Rule 48.Juries; verdict; polling
Current through January 1, 2025 · Last verified July 8, 2026
Full Text of Rule 48
Amendment History
The current West Virginia Rules of Civil Procedure took effect January 1, 2025, as part of a rewrite that modernized the rules’ numbering and structure. West Virginia does not publish a per-rule amendment history inside the compiled rules text reproduced here. The text above is verified current through the source’s own January 1, 2025 update; for the underlying adopting order and any later amendments, see the West Virginia Judiciary’s compiled rules page.
Plain-English Summary
Rule 48 leaves a few of the jury's core features open to party agreement. The standard six-person jury can shrink if the parties stipulate to a smaller number, and the standard requirement of a unanimous verdict can loosen if the parties stipulate to something less.
After the jury returns its verdict but before it's discharged, any party can demand the jurors be polled individually — and the court can order polling on its own even without a request. If that poll reveals the jurors weren't unanimous, or didn't reach whatever level of agreement the parties stipulated to, the court doesn't just accept the verdict as given: it can send the jury back to deliberate further, or order a new trial.
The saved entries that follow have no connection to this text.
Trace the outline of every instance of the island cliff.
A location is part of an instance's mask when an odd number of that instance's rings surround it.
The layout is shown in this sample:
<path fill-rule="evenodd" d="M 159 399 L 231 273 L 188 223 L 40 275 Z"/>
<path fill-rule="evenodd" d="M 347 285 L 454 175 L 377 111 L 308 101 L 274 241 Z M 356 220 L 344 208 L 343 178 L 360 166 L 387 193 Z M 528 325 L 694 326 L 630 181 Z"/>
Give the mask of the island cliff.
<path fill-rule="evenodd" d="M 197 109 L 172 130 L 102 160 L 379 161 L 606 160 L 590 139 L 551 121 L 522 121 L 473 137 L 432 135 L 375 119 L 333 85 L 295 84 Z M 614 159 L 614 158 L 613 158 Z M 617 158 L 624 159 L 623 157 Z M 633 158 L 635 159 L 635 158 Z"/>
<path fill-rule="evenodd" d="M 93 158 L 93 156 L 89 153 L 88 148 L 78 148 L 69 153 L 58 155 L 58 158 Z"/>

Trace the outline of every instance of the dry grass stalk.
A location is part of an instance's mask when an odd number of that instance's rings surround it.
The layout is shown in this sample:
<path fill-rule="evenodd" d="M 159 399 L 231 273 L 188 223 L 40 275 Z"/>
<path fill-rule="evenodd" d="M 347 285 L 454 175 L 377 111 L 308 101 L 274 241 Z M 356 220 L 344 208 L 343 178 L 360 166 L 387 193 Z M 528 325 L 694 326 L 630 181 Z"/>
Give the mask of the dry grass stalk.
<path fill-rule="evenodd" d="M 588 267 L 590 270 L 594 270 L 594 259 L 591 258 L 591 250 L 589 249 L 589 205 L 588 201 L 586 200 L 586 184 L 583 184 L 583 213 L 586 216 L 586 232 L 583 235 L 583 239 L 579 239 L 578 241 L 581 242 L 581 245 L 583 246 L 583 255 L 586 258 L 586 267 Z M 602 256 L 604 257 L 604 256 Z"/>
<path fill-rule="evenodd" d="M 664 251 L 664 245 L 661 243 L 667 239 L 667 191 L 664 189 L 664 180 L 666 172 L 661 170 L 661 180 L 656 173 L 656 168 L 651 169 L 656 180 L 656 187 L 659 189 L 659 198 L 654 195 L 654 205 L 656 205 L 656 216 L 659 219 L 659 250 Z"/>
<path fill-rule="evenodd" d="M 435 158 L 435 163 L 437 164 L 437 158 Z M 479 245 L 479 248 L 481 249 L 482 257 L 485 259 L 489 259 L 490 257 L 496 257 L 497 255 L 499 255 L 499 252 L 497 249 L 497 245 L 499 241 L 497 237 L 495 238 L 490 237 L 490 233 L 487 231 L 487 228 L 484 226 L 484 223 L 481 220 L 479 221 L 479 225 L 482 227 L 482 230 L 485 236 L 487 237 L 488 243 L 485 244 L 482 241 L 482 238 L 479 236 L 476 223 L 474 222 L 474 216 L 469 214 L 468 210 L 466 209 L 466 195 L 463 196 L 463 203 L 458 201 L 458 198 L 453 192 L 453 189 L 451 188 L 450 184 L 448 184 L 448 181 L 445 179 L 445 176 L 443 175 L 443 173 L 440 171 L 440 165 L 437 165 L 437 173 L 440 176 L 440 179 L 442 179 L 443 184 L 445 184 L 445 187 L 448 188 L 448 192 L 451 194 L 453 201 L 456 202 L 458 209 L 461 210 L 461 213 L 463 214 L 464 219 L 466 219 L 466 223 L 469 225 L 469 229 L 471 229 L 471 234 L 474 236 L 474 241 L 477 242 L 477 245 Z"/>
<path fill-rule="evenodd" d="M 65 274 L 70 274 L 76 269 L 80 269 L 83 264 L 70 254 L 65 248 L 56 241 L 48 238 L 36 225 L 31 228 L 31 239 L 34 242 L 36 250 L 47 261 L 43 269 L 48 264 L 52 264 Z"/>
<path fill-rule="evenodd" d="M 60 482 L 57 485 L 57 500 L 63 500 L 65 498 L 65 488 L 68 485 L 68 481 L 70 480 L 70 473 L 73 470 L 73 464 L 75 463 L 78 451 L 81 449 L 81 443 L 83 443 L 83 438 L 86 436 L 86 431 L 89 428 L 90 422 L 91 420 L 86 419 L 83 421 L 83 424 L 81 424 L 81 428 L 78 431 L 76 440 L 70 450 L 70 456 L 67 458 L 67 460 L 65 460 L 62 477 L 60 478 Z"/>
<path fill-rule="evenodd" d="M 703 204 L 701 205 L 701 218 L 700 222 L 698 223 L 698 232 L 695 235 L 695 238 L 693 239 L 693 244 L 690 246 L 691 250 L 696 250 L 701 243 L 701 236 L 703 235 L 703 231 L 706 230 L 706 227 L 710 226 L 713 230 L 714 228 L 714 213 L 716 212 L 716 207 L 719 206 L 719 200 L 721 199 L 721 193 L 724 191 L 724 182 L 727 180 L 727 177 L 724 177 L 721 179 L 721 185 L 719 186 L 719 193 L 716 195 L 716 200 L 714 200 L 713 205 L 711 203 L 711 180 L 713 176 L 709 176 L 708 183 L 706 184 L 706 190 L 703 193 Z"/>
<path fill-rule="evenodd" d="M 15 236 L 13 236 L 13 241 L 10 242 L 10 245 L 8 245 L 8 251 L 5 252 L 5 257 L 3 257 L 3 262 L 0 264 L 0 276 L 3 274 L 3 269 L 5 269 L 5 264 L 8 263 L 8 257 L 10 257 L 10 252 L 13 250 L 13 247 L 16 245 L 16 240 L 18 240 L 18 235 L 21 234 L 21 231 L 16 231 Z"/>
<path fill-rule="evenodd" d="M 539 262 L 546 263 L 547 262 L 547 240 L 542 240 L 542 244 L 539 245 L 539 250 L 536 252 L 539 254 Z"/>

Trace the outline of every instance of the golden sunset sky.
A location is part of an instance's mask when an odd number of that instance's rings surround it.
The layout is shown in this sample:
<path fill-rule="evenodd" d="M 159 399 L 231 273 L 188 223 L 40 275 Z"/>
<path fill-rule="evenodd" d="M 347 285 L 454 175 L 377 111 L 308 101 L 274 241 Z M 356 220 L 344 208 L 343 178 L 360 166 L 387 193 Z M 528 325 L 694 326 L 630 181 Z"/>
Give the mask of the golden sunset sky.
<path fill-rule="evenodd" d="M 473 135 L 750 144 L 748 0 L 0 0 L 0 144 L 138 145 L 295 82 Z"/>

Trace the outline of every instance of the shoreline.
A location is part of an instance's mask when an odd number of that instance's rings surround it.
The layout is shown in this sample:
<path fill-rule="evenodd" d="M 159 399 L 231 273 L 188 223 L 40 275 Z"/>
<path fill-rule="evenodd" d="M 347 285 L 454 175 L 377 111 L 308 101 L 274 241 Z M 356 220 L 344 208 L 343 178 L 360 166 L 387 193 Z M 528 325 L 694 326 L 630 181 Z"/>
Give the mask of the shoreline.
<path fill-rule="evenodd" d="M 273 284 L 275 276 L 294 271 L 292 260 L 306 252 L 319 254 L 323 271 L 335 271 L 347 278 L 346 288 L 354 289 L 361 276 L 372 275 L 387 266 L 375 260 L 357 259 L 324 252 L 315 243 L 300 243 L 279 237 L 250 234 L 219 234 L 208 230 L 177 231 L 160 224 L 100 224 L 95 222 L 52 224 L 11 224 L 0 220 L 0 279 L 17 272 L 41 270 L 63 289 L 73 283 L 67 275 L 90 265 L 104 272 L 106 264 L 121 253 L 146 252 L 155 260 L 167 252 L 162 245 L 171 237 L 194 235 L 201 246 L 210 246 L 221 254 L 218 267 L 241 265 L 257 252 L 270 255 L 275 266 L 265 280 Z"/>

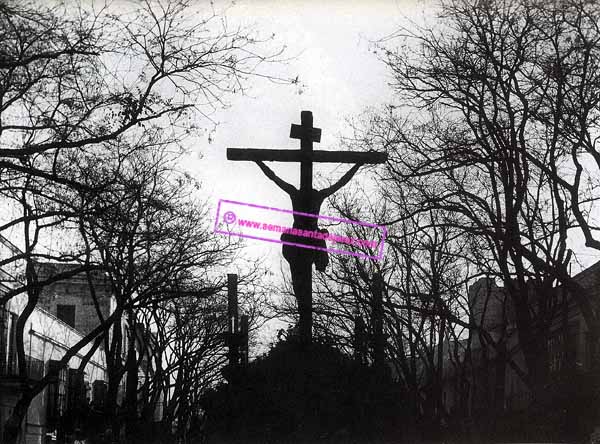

Frequently Asked Questions
Can the parties agree to a jury smaller than six people?
Yes. Rule 48(a) lets the parties stipulate to any number fewer than six.
Does a jury verdict have to be unanimous?
Yes, unless the parties stipulate otherwise.
What is jury polling, and when can I request it?
After the verdict is returned but before the jury is discharged, any party can request the jurors be polled individually to confirm each one agrees with the verdict; the court can also do this on its own.
What happens if a poll shows the jury wasn't unanimous?
The court can direct the jury to keep deliberating, or order a new trial.